Хармони писала письма, полные скупо выраженной любви к нему, Гектор отвечал, потом приезжал на каникулы, играл пару недель роль верного мужа и возвращался к работе. Через несколько лет преподавания Диггори получил повышение и стал деканом Гриффиндора, на радость старших студенток, взявших привычку посылать ему сердечки на день Святого Валентина. Оставаясь одним из приближенных к директору, мужчина начал мысленно метить на место Макгонагалл, когда той вздумается уйти на покой. Он подозревал, что, возможно, бывший педагог и сама не против видеть его своим преемником, но события не торопил. Чем дольше Минерва возглавляет Хогвартс, тем спокойнее и вольнее, без лишней ответственности, Диггори будет работать в стенах замка.
Когда исчезла магия, волшебник вел занятие у второкурсников. Впервые в жизни, взмахнув палочкой и не получив необходимого результата, Гектор запаниковал. Уж в чем-чем, а в трансфигурации он промахов не совершал никогда, даже будучи пьяным или больным. В тот день в первый и последний раз Диггори отпустил своих учеников раньше с урока и позволил себе порцию горячительного для успокоения нервов посреди дня. Магия исчезла. Магия. Исчезла. Диггори до сих пор растерян и чувствует себя неполноценным, хоть и старается ни в коем случае не выдать своего беспокойства. Он всегда лояльно относился к магглам и магглорожденным, и не видит ничего плохого в том, чтобы поучиться у них. В какой-то момент он даже позлорадствовал, вспомнив далекие события своего детства и злополучного Волдеморта. Сейчас как никогда позиция Темного Лорда ошибочна, а те, кто до сих пор верят в него и начатое им дело, в полном пролете. Гектор бы с удовольствием посмотрел, как змееподобный злодей справляется без магии. И от души посмеялся бы над ним.

6. характер
Гектор не обладет той широтой души, по которой определяют человека доброго; он не альтруист и никогда не хотел быть им. Помогает в тех случаях, когда может помочь, советует, когда знает, что сказать. Его мало трогают слезы, вопли и вырывание волос, он скорее устает от этого и раздражается. Диггори не хватает человеческой доброты и уважения к ближним.

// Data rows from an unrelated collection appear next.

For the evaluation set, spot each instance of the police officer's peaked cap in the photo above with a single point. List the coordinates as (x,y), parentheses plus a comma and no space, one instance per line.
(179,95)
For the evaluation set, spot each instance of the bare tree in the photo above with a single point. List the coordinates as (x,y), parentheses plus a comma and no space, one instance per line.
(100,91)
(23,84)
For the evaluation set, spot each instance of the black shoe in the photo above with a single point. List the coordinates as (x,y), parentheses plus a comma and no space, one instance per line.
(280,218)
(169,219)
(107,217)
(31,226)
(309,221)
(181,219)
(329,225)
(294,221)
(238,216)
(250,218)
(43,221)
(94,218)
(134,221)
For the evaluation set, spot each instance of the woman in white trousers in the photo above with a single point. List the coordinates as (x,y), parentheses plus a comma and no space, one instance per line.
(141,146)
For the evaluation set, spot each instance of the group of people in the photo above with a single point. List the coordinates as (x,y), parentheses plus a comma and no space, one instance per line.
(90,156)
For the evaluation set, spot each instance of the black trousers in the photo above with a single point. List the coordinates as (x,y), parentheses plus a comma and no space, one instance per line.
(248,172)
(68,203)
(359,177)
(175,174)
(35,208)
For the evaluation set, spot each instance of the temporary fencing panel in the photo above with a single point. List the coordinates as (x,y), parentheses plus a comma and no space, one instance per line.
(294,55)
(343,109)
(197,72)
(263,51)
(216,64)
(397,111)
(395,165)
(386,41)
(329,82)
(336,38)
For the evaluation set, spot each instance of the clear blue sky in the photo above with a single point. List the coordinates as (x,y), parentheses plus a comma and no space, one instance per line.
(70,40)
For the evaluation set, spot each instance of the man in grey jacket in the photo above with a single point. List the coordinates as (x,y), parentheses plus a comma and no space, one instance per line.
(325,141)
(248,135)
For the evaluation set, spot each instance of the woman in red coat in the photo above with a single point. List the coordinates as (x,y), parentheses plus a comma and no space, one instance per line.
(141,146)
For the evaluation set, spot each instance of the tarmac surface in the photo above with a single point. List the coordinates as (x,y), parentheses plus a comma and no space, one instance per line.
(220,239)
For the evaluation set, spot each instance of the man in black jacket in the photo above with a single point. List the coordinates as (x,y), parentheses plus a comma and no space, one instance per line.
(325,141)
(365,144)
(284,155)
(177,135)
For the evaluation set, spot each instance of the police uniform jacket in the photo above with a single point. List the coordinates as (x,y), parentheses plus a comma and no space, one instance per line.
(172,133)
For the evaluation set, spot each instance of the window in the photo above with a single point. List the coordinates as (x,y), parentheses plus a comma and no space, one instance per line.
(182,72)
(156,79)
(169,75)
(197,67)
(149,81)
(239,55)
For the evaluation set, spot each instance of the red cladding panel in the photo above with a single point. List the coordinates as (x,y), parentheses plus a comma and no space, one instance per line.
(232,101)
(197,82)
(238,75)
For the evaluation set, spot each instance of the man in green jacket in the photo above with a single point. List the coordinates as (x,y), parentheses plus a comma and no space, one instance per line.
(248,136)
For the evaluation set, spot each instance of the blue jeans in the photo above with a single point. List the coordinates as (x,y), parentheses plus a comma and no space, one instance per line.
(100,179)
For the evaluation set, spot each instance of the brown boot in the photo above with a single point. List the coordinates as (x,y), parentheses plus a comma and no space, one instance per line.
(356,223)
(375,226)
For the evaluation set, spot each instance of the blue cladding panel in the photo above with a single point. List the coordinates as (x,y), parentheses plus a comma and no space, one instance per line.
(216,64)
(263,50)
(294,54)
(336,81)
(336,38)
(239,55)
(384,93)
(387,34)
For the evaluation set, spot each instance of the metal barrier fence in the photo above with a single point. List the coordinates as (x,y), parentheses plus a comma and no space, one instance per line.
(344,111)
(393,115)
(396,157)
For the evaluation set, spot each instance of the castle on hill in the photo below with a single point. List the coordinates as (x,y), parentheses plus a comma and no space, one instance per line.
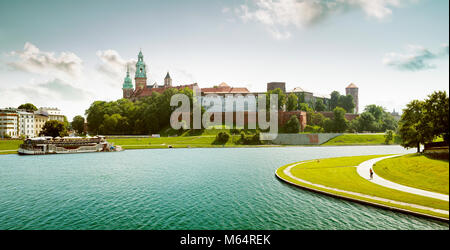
(222,91)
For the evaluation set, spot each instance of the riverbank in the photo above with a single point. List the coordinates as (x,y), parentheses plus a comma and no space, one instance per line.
(338,177)
(206,140)
(357,140)
(417,171)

Из-за того, что его поведение вызывало у окружающих чувство безотчетного благоговения перед ним, у него развились некоторые социопатические тенденции. Он порой ставит себя выше других. Он с воодушевлением подчеркивает свою особенность и самобытность. Гектор не хочет "войти в ряд", всякое сопоставление для него оскорбительно. Он всегда готов напасть, но не потому что воинственен, а ожидая нападения, в качестве самозащиты. Поэтому с ним частенько трудно иметь дело. Инстинкту толпы мужчина неподвластен — наоборот, он скорее выступит инициатором в чем-то и сам поведет за собой людей.

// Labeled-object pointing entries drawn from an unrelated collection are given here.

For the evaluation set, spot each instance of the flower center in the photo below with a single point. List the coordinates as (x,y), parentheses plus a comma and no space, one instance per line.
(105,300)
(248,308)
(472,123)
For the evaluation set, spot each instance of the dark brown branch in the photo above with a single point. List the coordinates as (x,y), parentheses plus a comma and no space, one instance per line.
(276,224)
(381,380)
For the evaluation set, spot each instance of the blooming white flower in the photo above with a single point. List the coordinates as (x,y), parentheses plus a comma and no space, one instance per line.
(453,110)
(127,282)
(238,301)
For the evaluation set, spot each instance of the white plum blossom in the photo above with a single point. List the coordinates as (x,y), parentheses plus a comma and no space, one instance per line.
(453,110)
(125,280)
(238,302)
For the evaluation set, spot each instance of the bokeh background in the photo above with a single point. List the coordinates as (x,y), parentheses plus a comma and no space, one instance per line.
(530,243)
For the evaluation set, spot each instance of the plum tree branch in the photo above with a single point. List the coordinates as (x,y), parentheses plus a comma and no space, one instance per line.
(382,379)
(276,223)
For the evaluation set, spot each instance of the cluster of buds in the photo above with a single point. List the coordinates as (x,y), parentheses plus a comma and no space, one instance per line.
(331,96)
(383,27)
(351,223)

Волшебника часто раздирают противоречия между блестящими качествами, с одной стороны, и негативными чертами характера – с другой, в равной степени присутствующими в его жизни. Вполне вероятно, что его путь уже предначертан – от золотой юности к мрачной старости. Гектор – не человек равновесия. Он порой не может совладать с тем, что происходит в его жизни, не способен взять все в свои руки.
Диггори обладает дикой энергией, но ему не всегда удается направить её в нужное, желательно, не деструктивное, русло. Он понимает, что ради достижения успеха ему необходимо работать над собой и посвящать труду и самокопанию больше времени, но такая перспектива его угнетает.

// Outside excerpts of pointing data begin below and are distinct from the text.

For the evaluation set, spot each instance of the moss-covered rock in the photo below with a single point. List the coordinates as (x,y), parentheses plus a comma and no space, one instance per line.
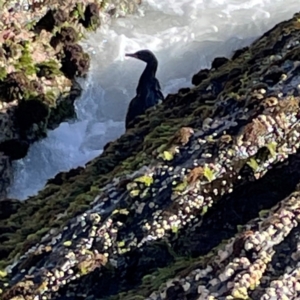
(39,60)
(200,199)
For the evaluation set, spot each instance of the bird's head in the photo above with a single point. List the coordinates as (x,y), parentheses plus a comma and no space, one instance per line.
(144,55)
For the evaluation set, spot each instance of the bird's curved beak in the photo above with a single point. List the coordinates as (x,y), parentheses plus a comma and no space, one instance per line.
(131,55)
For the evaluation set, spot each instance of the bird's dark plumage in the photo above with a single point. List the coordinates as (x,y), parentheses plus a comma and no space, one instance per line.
(148,91)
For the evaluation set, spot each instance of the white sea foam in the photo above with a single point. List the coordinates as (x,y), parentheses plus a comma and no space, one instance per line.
(184,34)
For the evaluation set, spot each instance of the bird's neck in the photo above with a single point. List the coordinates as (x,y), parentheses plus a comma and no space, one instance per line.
(149,71)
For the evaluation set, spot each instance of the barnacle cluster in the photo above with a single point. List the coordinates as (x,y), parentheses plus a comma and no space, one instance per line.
(210,211)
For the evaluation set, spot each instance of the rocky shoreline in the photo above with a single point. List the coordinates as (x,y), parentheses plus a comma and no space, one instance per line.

Сотворение красоты в любых формах и восхищение ею является одним из главных интересов Гектора, причем эту красоту он искренне старается найти не только в искусстве, но и в домашнем уюте, человеческом теле или неподдельной чувственности. Больше всего мужчина ценит удобство и комфорт.
Диггори свойственна раздражительность, но скорее внутренняя, чем внешняя.
Гектор, вступая в более-менее длительные отношения, хочет целиком, без остатка, захватить другого человека, чаще всего женщину,  испытывая непреодолимое желание до самой глубины души его/её переделать и перекроить, если какие-то черты ему не нравятся или же, по его мнению, человек чем-то не обладает/обладает лишним.
Гектор  реалист. К своему окружению, особенно к друзьям, Диггори предъявляет высокие требования и может произвести впечатление жесткого и даже опасного человека. Из его уст чаще всего звучит правда, какой бы ошеломляющей и горькой она ни была, если эта правда не касается его самого. Жизнь в его глазах не выглядит приукрашенной, да он и не испытывает ни малейшего желания надевать розовые очки, с удовольствием передавая этот аксессуар другим.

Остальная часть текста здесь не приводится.